鼎 → 損
Hexagram 50: The Cauldron → Hexagram 41: Decrease
Changing Lines
This transformation involves 3 changing lines (lines 1, 3, 4).
Line 1
初六 鼎顛趾。利出否。得妾以其子。无咎。
Six at the beginning means: A ting with legs upturned. Furthers removal of stagnating stuff. One takes a concubine for the sake of her son. No blame.
Line 3
九三 鼎耳革。其行塞。雉膏不食。方雨虧悔。終吉。
Nine in the third place means: The handle of the ting is altered. One is impeded in his way of life. The fat of the pheasant is not eaten. Once rain falls, remorse is spent. Good fortune comes in the end.
Line 4
九四 鼎折足。覆公餗。其形渥。凶。
Nine in the fourth place means: The legs of the ting are broken. The prince's meal is spilled And his person is soiled. Misfortune. A man has a difficult and responsible task to which he is not adequate. Moreover, he does not devote himself to it with all his strength but goes about with inferior people; therefore the execution of the work fails. In this way he also incurs personal opprobrium. Confucius says about this line: "Weak character coupled with honored place, meager knowledge with large plans, limited powers with heavy responsibility, will seldom escape disaster. "
Trigram Changes
Yilin Verse
左輔右弼,金玉滿櫃。常盈不亡,富于敖倉。
With the left minister and the right counselor, gold and jade fill the coffers.

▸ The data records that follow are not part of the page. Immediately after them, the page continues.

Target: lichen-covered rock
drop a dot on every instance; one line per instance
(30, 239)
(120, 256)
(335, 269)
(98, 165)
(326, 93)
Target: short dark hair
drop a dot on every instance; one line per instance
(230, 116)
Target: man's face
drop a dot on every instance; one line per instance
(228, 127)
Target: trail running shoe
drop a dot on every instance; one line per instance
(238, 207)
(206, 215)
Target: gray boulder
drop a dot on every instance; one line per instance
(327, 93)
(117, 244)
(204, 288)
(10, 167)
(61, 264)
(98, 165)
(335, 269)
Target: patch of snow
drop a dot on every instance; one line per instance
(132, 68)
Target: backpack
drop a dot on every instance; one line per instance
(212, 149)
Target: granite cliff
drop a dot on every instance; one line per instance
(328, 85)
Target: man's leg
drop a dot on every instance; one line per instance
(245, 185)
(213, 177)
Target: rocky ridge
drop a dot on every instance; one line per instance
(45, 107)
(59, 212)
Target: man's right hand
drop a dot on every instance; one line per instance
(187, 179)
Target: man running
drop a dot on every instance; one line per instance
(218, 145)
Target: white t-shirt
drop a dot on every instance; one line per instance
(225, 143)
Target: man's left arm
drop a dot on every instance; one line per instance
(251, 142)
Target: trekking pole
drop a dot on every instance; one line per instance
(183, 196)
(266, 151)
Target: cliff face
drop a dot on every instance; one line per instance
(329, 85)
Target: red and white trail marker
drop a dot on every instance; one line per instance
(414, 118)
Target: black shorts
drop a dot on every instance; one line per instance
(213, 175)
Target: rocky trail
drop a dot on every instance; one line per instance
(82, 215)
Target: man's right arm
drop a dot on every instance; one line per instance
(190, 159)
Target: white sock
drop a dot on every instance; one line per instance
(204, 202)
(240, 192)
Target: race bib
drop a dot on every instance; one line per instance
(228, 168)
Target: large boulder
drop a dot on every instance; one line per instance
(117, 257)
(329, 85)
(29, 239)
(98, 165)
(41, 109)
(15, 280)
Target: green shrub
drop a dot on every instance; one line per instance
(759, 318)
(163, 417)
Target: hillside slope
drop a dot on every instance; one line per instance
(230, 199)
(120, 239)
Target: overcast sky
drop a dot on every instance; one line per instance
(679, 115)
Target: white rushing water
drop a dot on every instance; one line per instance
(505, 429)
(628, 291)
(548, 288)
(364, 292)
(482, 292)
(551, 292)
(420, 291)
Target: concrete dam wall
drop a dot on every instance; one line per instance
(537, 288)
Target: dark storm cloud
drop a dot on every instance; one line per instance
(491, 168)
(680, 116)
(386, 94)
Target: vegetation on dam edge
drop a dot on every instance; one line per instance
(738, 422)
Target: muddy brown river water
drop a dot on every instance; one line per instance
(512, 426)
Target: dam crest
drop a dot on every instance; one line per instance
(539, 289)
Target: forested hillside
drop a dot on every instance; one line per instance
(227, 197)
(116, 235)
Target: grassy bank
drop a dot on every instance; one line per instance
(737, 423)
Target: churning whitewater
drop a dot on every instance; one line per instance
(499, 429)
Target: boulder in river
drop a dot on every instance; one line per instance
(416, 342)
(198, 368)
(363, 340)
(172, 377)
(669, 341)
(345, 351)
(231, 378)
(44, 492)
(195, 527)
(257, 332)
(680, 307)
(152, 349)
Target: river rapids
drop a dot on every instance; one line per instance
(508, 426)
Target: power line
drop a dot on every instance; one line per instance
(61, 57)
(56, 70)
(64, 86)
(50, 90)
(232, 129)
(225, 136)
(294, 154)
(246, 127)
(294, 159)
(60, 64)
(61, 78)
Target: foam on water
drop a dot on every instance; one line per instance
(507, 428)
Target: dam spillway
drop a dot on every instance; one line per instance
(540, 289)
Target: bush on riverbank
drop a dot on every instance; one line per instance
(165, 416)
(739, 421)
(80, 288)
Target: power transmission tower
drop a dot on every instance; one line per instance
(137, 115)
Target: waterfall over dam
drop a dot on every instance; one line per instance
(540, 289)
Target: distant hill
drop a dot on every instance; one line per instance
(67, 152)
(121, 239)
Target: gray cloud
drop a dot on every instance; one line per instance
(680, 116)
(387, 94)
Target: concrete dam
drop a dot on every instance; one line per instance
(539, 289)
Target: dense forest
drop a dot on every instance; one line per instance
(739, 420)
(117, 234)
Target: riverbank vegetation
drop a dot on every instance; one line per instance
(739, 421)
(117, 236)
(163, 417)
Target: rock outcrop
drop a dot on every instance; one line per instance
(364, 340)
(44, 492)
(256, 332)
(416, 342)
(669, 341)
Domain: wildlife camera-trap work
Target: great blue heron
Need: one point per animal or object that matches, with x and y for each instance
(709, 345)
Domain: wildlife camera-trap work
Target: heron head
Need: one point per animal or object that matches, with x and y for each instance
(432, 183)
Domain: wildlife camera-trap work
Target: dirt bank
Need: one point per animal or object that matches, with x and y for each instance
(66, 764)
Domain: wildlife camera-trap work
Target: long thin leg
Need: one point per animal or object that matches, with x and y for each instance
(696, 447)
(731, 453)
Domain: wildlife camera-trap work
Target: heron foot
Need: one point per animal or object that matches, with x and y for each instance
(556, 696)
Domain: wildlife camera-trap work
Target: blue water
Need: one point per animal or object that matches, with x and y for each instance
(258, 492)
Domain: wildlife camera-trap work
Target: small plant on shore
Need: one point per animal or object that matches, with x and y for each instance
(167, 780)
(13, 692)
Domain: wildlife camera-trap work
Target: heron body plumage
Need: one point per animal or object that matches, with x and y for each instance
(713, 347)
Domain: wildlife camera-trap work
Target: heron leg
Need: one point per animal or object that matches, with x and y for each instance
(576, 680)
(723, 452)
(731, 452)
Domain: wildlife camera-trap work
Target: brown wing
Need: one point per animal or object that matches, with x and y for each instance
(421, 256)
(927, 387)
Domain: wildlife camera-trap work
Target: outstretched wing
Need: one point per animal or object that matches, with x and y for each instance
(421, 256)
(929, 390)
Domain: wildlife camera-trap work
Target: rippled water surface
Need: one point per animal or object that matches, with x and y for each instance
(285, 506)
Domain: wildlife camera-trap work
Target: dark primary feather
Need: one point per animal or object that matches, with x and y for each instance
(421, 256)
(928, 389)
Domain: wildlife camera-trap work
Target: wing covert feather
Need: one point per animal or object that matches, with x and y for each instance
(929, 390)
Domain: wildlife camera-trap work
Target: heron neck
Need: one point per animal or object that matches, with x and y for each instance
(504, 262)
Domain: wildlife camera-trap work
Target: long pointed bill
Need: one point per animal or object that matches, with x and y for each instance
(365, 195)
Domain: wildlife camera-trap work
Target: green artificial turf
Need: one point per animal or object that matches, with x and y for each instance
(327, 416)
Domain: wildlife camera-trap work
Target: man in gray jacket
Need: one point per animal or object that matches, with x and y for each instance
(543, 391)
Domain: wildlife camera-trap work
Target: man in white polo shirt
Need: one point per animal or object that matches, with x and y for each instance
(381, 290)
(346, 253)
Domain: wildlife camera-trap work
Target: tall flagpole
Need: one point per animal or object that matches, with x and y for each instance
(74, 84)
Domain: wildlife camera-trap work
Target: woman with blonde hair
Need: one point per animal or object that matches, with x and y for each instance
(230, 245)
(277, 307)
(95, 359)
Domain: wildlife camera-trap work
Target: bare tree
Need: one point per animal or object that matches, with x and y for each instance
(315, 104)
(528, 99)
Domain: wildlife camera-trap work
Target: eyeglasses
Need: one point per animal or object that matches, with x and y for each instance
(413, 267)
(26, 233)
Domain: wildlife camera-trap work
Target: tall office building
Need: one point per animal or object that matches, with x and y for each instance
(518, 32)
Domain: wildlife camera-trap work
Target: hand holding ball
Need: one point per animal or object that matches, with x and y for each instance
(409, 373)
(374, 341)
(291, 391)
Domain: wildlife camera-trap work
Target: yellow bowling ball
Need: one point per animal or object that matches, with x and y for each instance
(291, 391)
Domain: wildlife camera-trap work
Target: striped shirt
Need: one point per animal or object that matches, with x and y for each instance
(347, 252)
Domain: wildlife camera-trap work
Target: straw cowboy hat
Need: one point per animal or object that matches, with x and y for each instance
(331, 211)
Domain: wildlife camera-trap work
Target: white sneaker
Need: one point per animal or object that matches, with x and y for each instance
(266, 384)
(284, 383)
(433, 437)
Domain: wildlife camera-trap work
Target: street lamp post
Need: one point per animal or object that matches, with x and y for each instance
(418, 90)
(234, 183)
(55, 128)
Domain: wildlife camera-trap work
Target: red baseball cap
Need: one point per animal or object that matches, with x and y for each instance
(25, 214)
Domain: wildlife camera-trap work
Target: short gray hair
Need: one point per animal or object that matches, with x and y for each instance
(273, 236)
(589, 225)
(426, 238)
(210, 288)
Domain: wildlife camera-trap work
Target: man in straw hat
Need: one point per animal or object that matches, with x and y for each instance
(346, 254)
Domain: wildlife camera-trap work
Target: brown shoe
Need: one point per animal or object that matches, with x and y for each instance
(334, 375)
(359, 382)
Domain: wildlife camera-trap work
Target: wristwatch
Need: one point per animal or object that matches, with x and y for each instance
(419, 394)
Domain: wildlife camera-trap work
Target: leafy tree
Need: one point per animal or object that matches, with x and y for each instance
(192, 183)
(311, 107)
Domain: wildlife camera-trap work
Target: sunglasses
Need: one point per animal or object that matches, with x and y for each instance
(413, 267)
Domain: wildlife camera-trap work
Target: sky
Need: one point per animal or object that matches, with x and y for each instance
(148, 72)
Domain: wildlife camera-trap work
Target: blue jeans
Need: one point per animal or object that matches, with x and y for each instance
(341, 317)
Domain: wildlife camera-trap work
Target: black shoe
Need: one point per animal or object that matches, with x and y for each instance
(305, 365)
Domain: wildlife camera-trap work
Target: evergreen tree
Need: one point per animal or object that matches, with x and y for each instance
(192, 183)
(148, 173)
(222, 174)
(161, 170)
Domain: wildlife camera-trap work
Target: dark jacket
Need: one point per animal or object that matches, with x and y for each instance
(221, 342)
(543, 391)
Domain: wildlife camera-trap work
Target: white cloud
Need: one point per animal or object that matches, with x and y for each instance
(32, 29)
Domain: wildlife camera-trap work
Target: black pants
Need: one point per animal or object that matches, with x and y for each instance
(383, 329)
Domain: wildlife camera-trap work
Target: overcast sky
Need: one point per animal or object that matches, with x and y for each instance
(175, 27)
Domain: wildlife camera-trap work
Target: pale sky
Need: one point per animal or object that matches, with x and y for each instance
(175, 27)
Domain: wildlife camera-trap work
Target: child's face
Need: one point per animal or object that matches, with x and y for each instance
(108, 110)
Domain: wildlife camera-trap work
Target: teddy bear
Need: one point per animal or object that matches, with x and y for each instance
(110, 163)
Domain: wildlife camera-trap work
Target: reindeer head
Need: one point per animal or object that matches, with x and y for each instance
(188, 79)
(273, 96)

Ever brimming, never diminished; wealthier than the granary of Ao.
— Jiao Yanshou, Yilin (Forest of Changes), 1st century BCE
Commentary
Fire over wind fills the cauldron; the mountain rises above the lake in Decrease. Aides flank the throne on left and right, and coffers overflow with gold and jade. Wealth endures without loss, rivaling the legendary Ao Granary. The Ao Granary was the Qin and Han empire's greatest storehouse, strategically vital during the Chu-Han wars — whoever held it controlled the food supply and thus the realm. The verse presents maximum material abundance: political support, treasury full, stores inexhaustible. From The Cauldron to Decrease, the transformation paradox deepens. True decrease means restraining desire, yet here the treasury brims. The cauldron produces surplus that Decrease's discipline must govern — abundance without self-restraint is the very condition Decrease exists to correct.